Os moradores de Palhoça precisam formalizar cadastro na prefeitura | Foto PMP/Divulgação
 | Foto Divulgação
Os moradores de Palhoça precisam formalizar cadastro na prefeitura | Foto PMP/Divulgação | Foto Divulgação

A Prefeitura de Palhoça está tratando dos trâmites legais para que as famílias atingidas pelo ciclone, com ventos de até 100 quilômetros/hora, se desejarem, possam sacar uma parcela do Fundo de Garantia por Tempo de Serviço (FGTS), junto à Caixa Econômica Federal (CEF).
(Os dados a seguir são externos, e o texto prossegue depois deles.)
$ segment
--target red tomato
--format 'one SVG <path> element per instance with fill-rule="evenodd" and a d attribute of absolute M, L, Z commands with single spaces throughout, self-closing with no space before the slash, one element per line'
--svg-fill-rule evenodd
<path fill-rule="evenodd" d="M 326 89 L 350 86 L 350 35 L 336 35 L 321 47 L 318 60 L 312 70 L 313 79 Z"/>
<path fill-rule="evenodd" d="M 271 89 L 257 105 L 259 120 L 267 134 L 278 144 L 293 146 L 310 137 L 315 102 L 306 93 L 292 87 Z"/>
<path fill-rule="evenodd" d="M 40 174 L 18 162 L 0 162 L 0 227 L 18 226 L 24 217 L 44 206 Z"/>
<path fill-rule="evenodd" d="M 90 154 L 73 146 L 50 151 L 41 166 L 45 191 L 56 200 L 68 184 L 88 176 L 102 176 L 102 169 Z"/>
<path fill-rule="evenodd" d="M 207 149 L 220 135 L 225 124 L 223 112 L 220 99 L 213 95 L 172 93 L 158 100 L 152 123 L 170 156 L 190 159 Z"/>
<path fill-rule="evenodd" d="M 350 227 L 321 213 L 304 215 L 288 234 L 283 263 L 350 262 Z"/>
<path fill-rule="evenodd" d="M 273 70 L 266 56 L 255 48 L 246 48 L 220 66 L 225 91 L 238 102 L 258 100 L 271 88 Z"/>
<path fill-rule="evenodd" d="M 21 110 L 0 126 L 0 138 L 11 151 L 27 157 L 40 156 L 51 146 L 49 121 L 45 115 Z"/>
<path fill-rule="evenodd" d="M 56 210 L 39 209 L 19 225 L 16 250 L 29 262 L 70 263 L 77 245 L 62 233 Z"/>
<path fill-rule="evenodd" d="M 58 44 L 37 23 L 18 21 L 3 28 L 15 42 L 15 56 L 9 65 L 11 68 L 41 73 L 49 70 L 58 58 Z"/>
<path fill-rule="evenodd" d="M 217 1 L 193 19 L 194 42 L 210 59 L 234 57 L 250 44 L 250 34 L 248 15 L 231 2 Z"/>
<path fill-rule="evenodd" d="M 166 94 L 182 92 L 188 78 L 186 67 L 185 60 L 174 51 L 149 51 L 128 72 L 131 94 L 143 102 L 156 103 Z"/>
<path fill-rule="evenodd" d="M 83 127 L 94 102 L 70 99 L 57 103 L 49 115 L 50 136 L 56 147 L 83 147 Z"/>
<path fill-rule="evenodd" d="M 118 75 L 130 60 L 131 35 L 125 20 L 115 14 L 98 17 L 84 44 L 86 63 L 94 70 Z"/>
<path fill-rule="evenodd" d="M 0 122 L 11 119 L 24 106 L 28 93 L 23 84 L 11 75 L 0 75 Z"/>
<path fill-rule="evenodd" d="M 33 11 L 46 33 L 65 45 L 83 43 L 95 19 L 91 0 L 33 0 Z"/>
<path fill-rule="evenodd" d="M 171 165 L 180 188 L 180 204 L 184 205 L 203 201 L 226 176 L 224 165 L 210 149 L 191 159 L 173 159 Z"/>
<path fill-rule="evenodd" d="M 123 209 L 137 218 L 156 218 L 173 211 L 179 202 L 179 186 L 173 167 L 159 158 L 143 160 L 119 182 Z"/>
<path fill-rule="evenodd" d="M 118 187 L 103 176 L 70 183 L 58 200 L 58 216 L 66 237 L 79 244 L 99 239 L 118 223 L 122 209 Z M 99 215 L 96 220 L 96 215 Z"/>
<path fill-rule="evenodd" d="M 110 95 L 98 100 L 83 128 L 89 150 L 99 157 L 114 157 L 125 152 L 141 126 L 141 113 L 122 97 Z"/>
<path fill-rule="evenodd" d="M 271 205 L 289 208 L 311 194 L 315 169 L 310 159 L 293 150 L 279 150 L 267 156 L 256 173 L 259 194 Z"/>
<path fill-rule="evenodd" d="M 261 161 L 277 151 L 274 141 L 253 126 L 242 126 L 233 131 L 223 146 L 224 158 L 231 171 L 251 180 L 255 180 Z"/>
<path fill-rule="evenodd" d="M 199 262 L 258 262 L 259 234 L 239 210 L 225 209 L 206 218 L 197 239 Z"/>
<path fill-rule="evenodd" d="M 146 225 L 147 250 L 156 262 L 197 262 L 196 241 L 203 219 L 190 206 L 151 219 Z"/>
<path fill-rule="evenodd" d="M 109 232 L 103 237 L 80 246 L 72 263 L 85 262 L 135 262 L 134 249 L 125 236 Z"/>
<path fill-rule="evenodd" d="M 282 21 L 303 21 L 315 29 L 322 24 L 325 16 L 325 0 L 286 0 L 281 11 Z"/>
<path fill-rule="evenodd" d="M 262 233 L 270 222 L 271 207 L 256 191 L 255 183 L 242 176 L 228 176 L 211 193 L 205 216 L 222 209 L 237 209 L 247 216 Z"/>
No município, o órgão responsável pelo cumprimento das formalidades burocráticas é a Coordenadoria Municipal de Proteção e Defesa Civil – Compdec.

Os moradores de Palhoça, que tiveram seus imóveis danificados, não precisam formalizar cadastro na Prefeitura, porque a Defesa Civil já mapeou os danos no município. Porém, quando ocorrer a homologação, a liberação pelo Governo Federal, aí, sim, precisam optar se desejam ou não sacar o FGTS na CEF.

A liberação do FGTS para as famílias afetadas depende de confirmação de danos pelo Governo de Santa Catarina e, posteriormente, pelo Governo Federal. Passo importante para essa etapa é o reconhecimento, pela administração pública municipal, do estado de calamidade ou situação de emergência.

 

Ginásio destelhado em Palhoça | Foto PMP/Divulgação

Decreto de emergência

Na tarde de quarta-feira (1), o prefeito Camilo Martins decretou “situação de emergência em razão dos efeitos ocasionados pelo ciclone”, levando em conta um relatório de danos, realizado pela Coordenadoria Municipal de Proteção e Defesa Civil – Compdec, informando sobre os registros de mais de 100 ocorrências.

O decreto informa que o ciclone, que deixou um rastro de destruição em Santa Catarina, em Palhoça, afetou a infraestrutura de diversos imóveis, particulares e públicos, caracterizando “situação de emergência”.

O documento relata que 16 escolas municipais e 65 residências foram destelhadas ou tiveram as coberturas completamente arrancadas pelo vento.